Distributionally robust optimization (DRO) has arose as an important paradigm to address the issue of distributional ambiguity in decision optimization. In its standard form, DRO seeks an optimal solution against the worst-possible expected value evaluated based on a set of candidate distributions. In the case where a decision maker is not risk neutral, the most common scheme applied in DRO to capture one's risk attitude is employing an expected utility functional. In this paper, we propose to address a decision maker's risk attitude in DRO by following an alternative scheme known as ``dual expected utility''. In this scheme, a distortion function is applied to convert physical probabilities to subjective probabilities so that the resulting expectation, also known as distorted expectation, captures the decision maker's risk attitude. Unlike an expected utility functional which is linear in probability, in the dual scheme a distorted expectation is generally non-linear in probability. We distinguish DRO based on distorted expectations by terming it ``Distributionally Robust Risk Optimization'' (DRRO), and show that DRRO can be equally, if not more, tractable to solve than DRO based on utility functionals. Our tractability results hold for any distortion function, and hence our scheme provides more flexibility to capture more realistic forms of risk attitudes.
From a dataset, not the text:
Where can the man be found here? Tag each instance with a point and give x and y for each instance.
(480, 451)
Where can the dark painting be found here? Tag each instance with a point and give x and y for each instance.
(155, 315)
These include, as an important example, the inverse S-shaped distortion functionals that play a prominent role in Cumulative Prospect Theory (CPT), and several other non-convex risk measures developed more recently. Central to our development is the characterization of worst-case distributions based on the notion of convex envelope, which enables us to discover ``hidden convexity" in DRRO. We demonstrate through a numerical example that a production manager who overly weights ``very good" and ``very bad" outcomes may act as if (s)he is risk-averse when taking into account distributional ambiguity. Worst-case distributions are presented that can provide further explanation of such risk-averse behaviour.